We had many times where Dad seemed to lose his will to live during this battle and it was hard because as his power of attorney, I had to separate his feelings from mine and support his wishes. He chose me for that role for a reason, he knew I would put his feelings first at all times. No, it's not easy for us to be the ones to make these decisions and it is heartbreaking sometimes. Before any choices are made on your PALS behalf, think long & hard and make sure that you remember what they have said or expressed in regards to how they want to live their lives and how they want their lives to end. If you stick with what they want, you will not feel guilty for making the decisions for them... at least that's my experience. It's hard but it's right.

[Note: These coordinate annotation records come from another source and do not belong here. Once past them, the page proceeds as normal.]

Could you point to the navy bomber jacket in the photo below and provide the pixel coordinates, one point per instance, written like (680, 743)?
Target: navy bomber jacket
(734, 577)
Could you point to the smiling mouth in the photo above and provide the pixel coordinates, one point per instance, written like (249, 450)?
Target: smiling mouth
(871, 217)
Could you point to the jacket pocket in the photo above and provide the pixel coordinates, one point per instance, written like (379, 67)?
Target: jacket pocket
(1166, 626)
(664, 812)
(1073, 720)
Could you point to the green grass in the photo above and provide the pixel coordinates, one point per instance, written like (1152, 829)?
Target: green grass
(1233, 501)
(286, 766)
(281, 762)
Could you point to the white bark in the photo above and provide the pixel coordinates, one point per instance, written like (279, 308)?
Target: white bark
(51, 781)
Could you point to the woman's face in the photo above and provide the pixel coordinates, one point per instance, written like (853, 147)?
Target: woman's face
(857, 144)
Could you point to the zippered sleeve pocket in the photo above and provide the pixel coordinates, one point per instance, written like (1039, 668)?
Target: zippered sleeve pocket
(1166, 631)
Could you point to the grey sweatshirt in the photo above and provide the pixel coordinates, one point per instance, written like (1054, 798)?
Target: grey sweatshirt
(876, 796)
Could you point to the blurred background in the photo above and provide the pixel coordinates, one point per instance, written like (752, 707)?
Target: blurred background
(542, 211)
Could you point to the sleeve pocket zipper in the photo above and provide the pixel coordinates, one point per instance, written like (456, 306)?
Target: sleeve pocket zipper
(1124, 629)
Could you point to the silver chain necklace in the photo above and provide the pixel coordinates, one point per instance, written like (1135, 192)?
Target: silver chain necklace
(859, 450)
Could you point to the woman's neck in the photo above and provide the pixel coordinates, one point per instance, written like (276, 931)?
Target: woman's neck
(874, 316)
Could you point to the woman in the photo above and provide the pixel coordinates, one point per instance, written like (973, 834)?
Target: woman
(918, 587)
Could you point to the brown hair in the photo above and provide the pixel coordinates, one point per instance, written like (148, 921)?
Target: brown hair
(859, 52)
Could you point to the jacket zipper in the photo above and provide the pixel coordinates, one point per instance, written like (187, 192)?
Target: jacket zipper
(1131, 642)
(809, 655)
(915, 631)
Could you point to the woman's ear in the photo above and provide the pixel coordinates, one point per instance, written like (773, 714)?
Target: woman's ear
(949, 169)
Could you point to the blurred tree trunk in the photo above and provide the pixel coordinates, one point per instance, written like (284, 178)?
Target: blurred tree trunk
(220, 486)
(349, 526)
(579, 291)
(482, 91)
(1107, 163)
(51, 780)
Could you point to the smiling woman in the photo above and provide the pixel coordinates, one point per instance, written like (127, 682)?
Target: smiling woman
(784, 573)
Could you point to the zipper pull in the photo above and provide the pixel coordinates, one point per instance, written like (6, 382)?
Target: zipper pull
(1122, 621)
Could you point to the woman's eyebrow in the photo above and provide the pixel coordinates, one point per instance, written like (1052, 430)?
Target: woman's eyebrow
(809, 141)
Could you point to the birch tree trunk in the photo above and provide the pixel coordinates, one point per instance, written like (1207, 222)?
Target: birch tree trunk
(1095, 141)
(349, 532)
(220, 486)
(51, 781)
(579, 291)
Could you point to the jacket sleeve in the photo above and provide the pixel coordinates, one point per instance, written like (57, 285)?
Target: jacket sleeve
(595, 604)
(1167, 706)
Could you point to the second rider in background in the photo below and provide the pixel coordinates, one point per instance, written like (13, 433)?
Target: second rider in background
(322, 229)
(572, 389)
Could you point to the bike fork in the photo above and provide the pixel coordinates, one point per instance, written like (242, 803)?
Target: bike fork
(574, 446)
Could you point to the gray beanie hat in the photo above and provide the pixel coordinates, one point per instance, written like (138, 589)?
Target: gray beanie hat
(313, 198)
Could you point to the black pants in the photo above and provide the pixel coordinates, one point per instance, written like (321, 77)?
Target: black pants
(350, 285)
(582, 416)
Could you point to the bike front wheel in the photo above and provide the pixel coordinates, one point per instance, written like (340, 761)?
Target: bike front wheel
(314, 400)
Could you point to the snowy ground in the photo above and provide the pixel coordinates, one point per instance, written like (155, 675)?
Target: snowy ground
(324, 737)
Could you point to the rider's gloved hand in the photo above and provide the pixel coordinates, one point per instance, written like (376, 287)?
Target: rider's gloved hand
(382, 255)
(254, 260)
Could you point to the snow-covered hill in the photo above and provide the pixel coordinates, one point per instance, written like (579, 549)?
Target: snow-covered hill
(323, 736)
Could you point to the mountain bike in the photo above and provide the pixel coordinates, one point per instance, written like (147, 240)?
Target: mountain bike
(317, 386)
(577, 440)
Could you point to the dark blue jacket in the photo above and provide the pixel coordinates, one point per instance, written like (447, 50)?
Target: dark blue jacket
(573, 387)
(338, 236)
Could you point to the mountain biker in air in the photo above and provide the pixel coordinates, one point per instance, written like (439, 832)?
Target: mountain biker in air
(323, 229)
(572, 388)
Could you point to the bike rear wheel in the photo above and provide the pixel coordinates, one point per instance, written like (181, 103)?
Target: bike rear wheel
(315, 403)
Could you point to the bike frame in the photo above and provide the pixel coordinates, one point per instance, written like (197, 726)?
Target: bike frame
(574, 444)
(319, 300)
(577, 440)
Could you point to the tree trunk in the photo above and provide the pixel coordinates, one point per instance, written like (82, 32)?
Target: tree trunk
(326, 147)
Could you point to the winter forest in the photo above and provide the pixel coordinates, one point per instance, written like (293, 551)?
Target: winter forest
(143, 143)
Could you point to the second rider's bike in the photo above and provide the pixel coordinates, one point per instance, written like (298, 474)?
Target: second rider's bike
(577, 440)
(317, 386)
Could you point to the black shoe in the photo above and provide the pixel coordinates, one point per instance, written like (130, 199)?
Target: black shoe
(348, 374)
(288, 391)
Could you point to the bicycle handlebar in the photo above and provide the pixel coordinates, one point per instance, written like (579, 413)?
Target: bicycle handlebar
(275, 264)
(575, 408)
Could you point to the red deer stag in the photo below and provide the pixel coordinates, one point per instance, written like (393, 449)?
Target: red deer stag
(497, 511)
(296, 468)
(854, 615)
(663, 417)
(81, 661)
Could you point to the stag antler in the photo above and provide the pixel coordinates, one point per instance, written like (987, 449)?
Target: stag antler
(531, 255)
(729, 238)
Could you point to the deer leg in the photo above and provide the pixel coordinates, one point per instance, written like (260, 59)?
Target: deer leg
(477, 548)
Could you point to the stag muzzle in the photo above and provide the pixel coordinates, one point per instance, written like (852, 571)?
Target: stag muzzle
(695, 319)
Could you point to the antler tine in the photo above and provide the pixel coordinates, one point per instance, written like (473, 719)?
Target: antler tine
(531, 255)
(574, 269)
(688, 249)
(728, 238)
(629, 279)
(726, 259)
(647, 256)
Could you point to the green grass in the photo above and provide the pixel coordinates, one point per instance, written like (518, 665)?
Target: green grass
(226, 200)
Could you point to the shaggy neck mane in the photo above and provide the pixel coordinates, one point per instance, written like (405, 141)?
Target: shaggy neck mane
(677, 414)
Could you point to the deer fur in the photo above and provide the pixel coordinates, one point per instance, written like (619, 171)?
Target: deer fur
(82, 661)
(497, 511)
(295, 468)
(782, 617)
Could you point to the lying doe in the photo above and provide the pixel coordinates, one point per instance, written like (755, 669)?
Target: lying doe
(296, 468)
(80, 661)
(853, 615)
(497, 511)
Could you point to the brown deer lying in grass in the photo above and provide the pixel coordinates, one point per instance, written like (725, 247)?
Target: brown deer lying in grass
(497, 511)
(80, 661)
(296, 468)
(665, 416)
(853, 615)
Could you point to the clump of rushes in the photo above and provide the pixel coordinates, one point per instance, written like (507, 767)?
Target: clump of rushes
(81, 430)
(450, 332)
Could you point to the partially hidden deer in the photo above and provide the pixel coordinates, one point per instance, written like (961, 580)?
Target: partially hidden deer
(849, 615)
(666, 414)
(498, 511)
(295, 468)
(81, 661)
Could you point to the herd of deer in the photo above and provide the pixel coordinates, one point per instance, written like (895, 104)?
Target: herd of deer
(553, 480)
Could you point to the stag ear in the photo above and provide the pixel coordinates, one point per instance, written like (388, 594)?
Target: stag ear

We stopped my Dad's feedings this week. I have been struggling with the decision for a few weeks now but Dad's body decided for me that it was time. He has gotten to the point of being violently ill each time he is given ANY formula. His body is skin & bones now, literally, but he just can no longer digest the feedings and it reduces his quality of life to feed him now. I was afraid to decide for him when he should begin to let go and fortunately, he made the decision himself. If you look closely at your loved one, you'll see their cues, their desires, their wants and needs will show and it will guide you. It still isn't easy to be the one vocalizing it "stop the feedings now" and that then has to communicate the plan to family and friends... but knowing it is right goes a long way towards doing this with peace of mind and confidence.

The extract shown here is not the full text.